Nitekim kitapta da: “21 Ağustos 1996 tarihinde CTP Parti Meclisinde yaptığı konuşmada, Sovyetlerin dağılmasıyla “dünyadaki sol partiler gibi kendilerinin de sarsıntılar geçirdiği” ayrıca “…CTP’nin henüz tartışma aşamasında olduğu…” Hoca tarafından belirtilmiş. Sf 69
25 Kasım 2004 tarihli Evrensel gazetesinde yayınlanan mülakatında ise Özker Hoca:
“Biz SB’ne toz kondurmazdık. … Ama SB dağıldıktan sonra MAT ve çevresinde de bir dağılma meydana geldi. Bağlılıkları Marksizme değil, SB’neydi. Sovyetler yıkılınca onların da dünyası yıkıldı” sözleriyle Hoca, CTP’den atılmasının bir nedenini de böyle açıklamakta. (Sf. 69-70)
Barış Burcuya ise: “Çöken Marksizm mi? Sovyet pratiği mi? Bu sorunun yanıtını bulmaya çalıştık. Neticede çökenin sadece Sovyet pratiği olduğu kanaatine vardık. Dolayısıyla biz (kimler-hp) teorik olarak Marksist kavgaya devam ettik.” Sf 70
Burcu, tüm partinin değil ama yalnızca CTP’deki sosyalistlerin bu değerlendirmeyi yaptığını söylüyor. O zaman da Hoca’ya karşı CTP yönetimini ele geçiren KÖGEF ‘çiler Burcu’nun bahsettiği bu sosyalistlere dahil değil miydi?” sorusu akla geliyor. Çünkü CTP’den atıldıktan sonra Barış Burcu ile birlikte YBH’da birlikte yer alan Özker Özgür’e göre “MAT ve çevresinin bağlılığı “Marksizme değil SB’nedir.” Ancak ne Hoca, ne de Barış bundan sonra CTP ya da içindeki “sosyalistlerin” AKEL ile ilişkiler konusunda bir yorumda bulunmamışlar.
Hoca ve arkadaşlarının YBH’dan ayrılmaları konusuna gelince:
Kitapta Zihni Uysal’a göre bunun bir nedeni “Durduran ve çevresinin anti komünist” ve YKP’lilerin AKEL ile ilişkilerin geliştirilmesine karşı oluşları olarak gösterilmiş.

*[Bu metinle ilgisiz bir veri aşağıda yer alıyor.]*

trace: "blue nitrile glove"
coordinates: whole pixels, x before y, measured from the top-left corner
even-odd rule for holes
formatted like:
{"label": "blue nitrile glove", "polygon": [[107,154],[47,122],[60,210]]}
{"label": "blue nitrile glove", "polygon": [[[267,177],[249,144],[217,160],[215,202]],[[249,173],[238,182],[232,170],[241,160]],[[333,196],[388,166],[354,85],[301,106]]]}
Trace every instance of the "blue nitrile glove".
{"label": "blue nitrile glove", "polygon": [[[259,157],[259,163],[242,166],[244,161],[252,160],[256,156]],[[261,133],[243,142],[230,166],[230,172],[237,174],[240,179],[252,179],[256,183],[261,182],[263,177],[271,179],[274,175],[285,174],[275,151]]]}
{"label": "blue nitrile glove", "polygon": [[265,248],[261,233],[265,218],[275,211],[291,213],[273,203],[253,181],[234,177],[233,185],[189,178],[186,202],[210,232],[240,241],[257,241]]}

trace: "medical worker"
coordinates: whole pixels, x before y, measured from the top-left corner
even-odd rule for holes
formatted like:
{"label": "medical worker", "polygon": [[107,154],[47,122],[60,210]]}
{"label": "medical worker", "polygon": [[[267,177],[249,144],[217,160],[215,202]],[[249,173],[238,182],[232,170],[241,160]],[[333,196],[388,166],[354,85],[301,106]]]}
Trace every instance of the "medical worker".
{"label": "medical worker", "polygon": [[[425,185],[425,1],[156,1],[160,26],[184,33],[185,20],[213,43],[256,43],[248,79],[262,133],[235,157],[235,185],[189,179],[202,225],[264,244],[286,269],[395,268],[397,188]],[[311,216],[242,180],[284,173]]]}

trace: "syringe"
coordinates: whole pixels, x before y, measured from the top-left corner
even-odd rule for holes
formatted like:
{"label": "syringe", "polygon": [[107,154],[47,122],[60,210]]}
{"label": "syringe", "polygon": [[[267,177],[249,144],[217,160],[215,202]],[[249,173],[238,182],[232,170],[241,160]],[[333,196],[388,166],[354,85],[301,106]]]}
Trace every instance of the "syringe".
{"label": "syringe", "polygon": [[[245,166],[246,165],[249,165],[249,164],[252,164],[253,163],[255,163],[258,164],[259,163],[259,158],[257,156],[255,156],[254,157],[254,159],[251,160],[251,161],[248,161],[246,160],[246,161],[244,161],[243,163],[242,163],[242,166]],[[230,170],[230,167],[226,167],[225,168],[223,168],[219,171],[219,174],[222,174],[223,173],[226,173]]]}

1976’dan itibaren SSCB’nin ekonomi-politikalarının revizyonist-oportünist ve dahi sosyal emperyalist bir mecraya yol aldığını, bu arada AKEL’in uzun yıllar “Enosis” için Makarios ile bağlaştığını eleştiren 68-78 kuşağı Kıbrıslı Türk Solunun pek çok ismi YKP’nin kurucuları arasında yer almıştır. Bu kuşak Özker Hoca yönetimindeki CTP’nin, “anti komünist” hatta “karşı devrimci” ilan ettiği ve dışladığı kuşaktır.

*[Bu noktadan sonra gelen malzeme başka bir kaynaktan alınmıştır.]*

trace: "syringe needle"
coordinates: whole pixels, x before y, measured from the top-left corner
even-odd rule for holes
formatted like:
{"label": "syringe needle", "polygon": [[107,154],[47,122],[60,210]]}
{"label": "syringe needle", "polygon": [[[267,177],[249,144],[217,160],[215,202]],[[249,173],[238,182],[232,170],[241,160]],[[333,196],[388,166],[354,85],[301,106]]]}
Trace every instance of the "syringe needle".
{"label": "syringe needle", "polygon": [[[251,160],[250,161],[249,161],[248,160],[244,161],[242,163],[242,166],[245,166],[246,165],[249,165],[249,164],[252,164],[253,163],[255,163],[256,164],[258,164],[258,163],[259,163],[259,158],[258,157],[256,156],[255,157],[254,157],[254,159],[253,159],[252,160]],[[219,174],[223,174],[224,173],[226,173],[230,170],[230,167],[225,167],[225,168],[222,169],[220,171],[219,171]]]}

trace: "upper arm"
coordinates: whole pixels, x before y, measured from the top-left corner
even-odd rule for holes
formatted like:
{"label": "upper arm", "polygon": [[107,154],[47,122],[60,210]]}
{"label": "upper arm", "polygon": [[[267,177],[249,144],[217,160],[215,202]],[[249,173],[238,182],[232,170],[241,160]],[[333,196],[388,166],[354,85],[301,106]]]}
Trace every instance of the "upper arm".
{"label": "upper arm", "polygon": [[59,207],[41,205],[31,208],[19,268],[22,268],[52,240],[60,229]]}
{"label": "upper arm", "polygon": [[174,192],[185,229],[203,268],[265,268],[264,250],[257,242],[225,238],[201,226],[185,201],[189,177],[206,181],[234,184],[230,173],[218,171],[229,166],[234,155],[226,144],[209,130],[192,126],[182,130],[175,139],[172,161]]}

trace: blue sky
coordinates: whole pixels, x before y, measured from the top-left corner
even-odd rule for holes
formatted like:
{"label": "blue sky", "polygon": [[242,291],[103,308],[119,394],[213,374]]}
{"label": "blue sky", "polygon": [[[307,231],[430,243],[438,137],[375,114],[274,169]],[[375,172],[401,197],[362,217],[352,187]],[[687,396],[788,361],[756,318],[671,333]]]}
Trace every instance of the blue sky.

Bu nedenle CTP’den sonra YBH içerisinde bir AKEL örgütlenmesi için YKP’lilerin buna ne hazır, ne de taraf olduklarını belirtmeye gerek yok sanırım.
Zihni Uysal’ın bahsettiği “anti komünistler” bu kuşak olsa gerek. O zaman “madem biliyordunuz neden geldiniz?”
Elbette aynı soru tersinden “bu birleşmeye onay veren YKP” için de geçerlidir. Ancak burada YKP’de bu birleşmeye daha başından karşı çıkanların da olduğunun bilinmesinde yarar vardır.
Son olarak YKP’nin kuruluş dönemiyle YBH sürecinde kitapta anlatılmayan iki olaydan bahsetmek istiyorum.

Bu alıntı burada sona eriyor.